| This is more specifically about any reference counted system, though it also includes unique owner approaches and others. Namely, when you free an object, whether it involves manually written code to release anything it holds recursively, or through some form of reference counter, you do not know the size of object graph you're freeing. If you add any custom release logic to the mix (destructors, any kind of shutdown logic, etc), you also don't know how much extra work unrelated to simple memory management will be also involved. This means that naive manual memory management, or reference counting systems, have usually unbounded and unpredictable pause times (in addition to various costs involved in implementation details, whether it's malloc()/free() or refcounting). You do not know if object X going out of scope isn't the sole owner of a huge object graph. This is one of (though not only) reason manual memory management and refcounting aren't considered good options in real-time compared to static allocation of everything (object pools, static stack analysis & limits) or RT Garbage Collector algorithms, though of course it depends on how deep into the rabbit hole you go.

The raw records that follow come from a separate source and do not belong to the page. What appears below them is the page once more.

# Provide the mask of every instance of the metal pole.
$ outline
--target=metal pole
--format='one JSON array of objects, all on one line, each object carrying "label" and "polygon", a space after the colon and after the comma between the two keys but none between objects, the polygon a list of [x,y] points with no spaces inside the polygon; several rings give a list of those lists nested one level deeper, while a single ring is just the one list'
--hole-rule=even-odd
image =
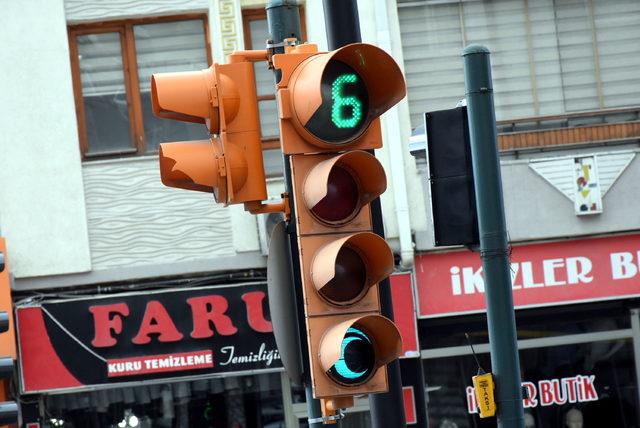
[{"label": "metal pole", "polygon": [[[322,5],[324,7],[324,22],[327,29],[329,50],[338,49],[350,43],[362,42],[356,0],[322,0]],[[373,150],[371,154],[375,155]],[[384,238],[380,198],[374,199],[370,206],[373,231]],[[389,279],[381,281],[378,288],[380,290],[382,315],[393,320]],[[402,396],[402,381],[400,379],[400,362],[398,360],[387,366],[387,379],[389,392],[369,395],[371,426],[373,428],[405,427],[404,400]]]},{"label": "metal pole", "polygon": [[509,246],[489,50],[484,46],[470,45],[463,50],[462,56],[478,209],[480,258],[487,301],[489,348],[496,383],[496,415],[499,428],[522,428],[524,409],[520,360],[511,294]]},{"label": "metal pole", "polygon": [[362,41],[356,0],[322,0],[330,51]]},{"label": "metal pole", "polygon": [[[298,2],[296,0],[269,0],[267,5],[265,6],[267,11],[267,26],[269,30],[269,43],[279,44],[284,41],[286,38],[295,37],[298,40],[302,40],[302,31],[300,29],[300,11]],[[284,53],[284,46],[275,47],[275,53]],[[278,82],[280,80],[279,73],[276,71],[275,81]],[[284,177],[285,177],[285,190],[290,192],[292,187],[291,180],[291,167],[289,166],[289,159],[285,157],[284,159]],[[301,286],[301,275],[300,275],[300,265],[298,261],[298,243],[296,240],[296,221],[295,221],[295,207],[293,204],[289,207],[291,211],[291,219],[289,224],[287,225],[287,232],[289,234],[290,243],[291,243],[291,259],[292,259],[292,267],[294,270],[294,281],[296,282],[296,290],[302,290]],[[297,293],[297,301],[298,301],[298,318],[300,320],[304,320],[304,314],[301,314],[302,310],[302,296],[301,293]],[[304,322],[304,321],[302,321]],[[302,329],[304,331],[304,329]],[[306,335],[301,334],[301,342],[302,349],[306,349]],[[304,372],[303,377],[305,378],[305,396],[307,403],[307,416],[309,419],[317,419],[322,418],[322,410],[320,408],[320,401],[313,398],[313,391],[310,385],[310,379],[308,379],[309,375],[309,361],[308,358],[305,358],[306,352],[302,352],[303,354],[303,363],[304,363]],[[321,423],[309,423],[309,428],[321,428],[323,424]]]},{"label": "metal pole", "polygon": [[[282,43],[284,39],[292,37],[302,40],[300,10],[296,0],[269,0],[265,9],[272,43]],[[284,47],[277,47],[274,51],[284,53]]]}]

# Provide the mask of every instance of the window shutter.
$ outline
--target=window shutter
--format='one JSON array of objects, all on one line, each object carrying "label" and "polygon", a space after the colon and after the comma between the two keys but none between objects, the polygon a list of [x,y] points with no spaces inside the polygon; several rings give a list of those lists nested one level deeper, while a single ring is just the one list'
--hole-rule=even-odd
[{"label": "window shutter", "polygon": [[604,107],[640,104],[640,1],[594,0]]},{"label": "window shutter", "polygon": [[414,127],[464,96],[460,53],[471,43],[491,50],[498,120],[638,104],[637,0],[398,4]]},{"label": "window shutter", "polygon": [[208,67],[202,20],[135,25],[133,32],[140,91],[151,90],[153,73]]},{"label": "window shutter", "polygon": [[459,6],[418,5],[398,10],[411,125],[426,111],[455,107],[464,98]]}]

Garbage Collector systems tend to have more control over pauses, but majority of algorithms used optimise for throughput, not latency or predictability. Thus you have "huge GC pause" as GC uses fastest space/time algorithm and "pays down the debt" for making allocation stupidly fast (often single Compare-And-Swap operation, sometimes not even that if each thread uses separate nursery and can keep local heap-end pointer). However you can also setup environment towards low latency and predictability, probably the most famous example being IBM Metronome (available in J9 and recently open sourced), which uses a static quanta of time for GC and minor variability is the noise of multiple threads of execution synchronizing. This works by dividing available time between mutator (your "work" code) and collector (GC) statically, so that GC will for example always run for 30ms then mutator for 70ms then GC for 30ms and so on. Similar techniques exist for amortizing pathological performance of reference counting by pushing actual deallocation into separate collector thread or similarly scheduled slice (depends on whether you're fine with possibly unpredictable contention between two threads or want more strict timing). A lot of very hard real time is more about predictability in the end. |
Deferred decrement enqueues objects whose reference counts drop to zero onto a "destruction queue" instead of deallocating them immediately. Every time you allocate an object, you work through some fixed amount of the destruction queue, such as two objects, unless it's empty; this amounts to destroying each of the references in the destroyed objects, decrementing whatever objects they refer to. This may drop those objects' reference counts to zero, in which case you add them to the destruction queue. This is very simple, it strictly limits the amount of work needed per allocation or deallocation, thus completely avoiding any large pauses, and it's guaranteed to empty out the queue eventually.
However, it's still reference counting, so it's still inefficient, and it still uses an unpredictable amount of memory, which means that any allocation can fail. Many real-time systems are not amenable to recovering from failures.